For Teachers, Handwriting, Strategies, Uncategorized

Help For Your “Lefties”

Lefties

I am asked frequently in elementary school what can be done to help struggling left-handed students. You can easily spot them. They are the kids with pencil (or marker) smeared all over the side of their hand!

Unfortunately, this is a right-handed world (only about 10-13% of us are left-handed). Have no fear! There are some things you can do to help your “leftie” who struggles with writing tasks:

 

  1. Seated Position: The student should be seated in a place that allows the left arm to move freely. A good place may be the left side of the classroom, with no students to their left.
  2. Tilt the Paper: The paper should be tilted for both right- and left-handed students. For lefties, the paper should be placed to the left of midline, and slanted with the top left- hand corner higher than the top right-hand corner. It’s perfectly normal for a leftie to hold the paper at a more “extreme” angle than their right-handed counterparts. The key is to keep the wrist in a neutral (not bent or hooked) position while writing.
  3. Establish Hand Dominance: If a child starts to write with either their left hand or right hand, encourage them to finish writing with the same hand they started with. Discourage switching hands in the middle of a task. Instead, take a stretch break, or loosen up on that pencil!
  4. Can I Get Some HELP Over Here? When printing, the helper hand holds the paper, but needs to move out of the way a lot more than for right-handed students.
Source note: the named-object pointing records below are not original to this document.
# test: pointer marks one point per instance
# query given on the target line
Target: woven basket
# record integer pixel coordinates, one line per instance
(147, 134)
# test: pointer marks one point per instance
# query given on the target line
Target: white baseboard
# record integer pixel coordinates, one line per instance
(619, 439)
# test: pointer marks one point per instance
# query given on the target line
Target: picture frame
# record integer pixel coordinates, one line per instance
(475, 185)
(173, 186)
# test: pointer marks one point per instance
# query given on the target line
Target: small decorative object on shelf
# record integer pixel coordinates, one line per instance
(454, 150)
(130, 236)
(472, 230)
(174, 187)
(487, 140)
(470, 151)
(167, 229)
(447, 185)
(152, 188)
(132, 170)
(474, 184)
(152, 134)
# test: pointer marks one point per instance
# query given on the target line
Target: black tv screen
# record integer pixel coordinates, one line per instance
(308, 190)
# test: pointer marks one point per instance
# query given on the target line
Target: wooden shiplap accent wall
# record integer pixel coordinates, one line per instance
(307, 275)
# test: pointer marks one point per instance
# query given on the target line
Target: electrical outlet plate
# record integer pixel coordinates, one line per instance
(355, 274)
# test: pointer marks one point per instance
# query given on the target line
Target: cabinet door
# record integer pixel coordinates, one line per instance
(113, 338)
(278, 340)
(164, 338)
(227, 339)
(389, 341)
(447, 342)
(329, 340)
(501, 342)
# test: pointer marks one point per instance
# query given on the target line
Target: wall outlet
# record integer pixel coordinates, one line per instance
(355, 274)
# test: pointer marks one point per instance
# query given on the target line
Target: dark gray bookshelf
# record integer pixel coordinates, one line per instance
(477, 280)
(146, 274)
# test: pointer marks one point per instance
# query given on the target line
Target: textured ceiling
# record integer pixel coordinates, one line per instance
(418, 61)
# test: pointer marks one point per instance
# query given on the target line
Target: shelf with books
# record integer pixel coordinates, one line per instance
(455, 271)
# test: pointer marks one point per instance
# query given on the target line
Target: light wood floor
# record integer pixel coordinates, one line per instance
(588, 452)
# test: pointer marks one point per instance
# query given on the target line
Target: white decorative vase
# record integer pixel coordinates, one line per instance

Practicing with two-handed tasks, like tracing around shapes or stencils, using a ruler, etc. help the student to learn to coordinate their two hands together.
  5. Visual Reference: When copying information from one place to another, be sure to place the information to be copied on the student’s right side so they can see what they are to copy.
  6. Cross It: Many left-handed writers cross some letters from right to left (usually H, T, J, G, I). Not a problem! It’s easier to make pencil strokes that pull into/toward the hand rather than push away from the hand.
  7. Orientation: Reversals can be common for left-handed writers. Make sure the student understands the starting point for each letter. Use visual cues (a dot), or verbal cues to remember where to start each letter.
  8. Pencil Grasp: Efficient pencil grasp looks the same for righties and lefties. Although, it is often helpful for lefties to hold the pencil a little higher on the shaft. The wrist shoud be held neutral and resting on the table to provide hand stability.
  9. Remember: Just because a student writes with the left hand doesn’t mean they will accomplish ALL tasks left-handed. Many will, but some children eat right-handed, write left-handed, and cut with scissors right-handed. Treat each task separately, and encourage the skilled use of the same hand for that task.

Any other leftie-friendly ideas you have tried?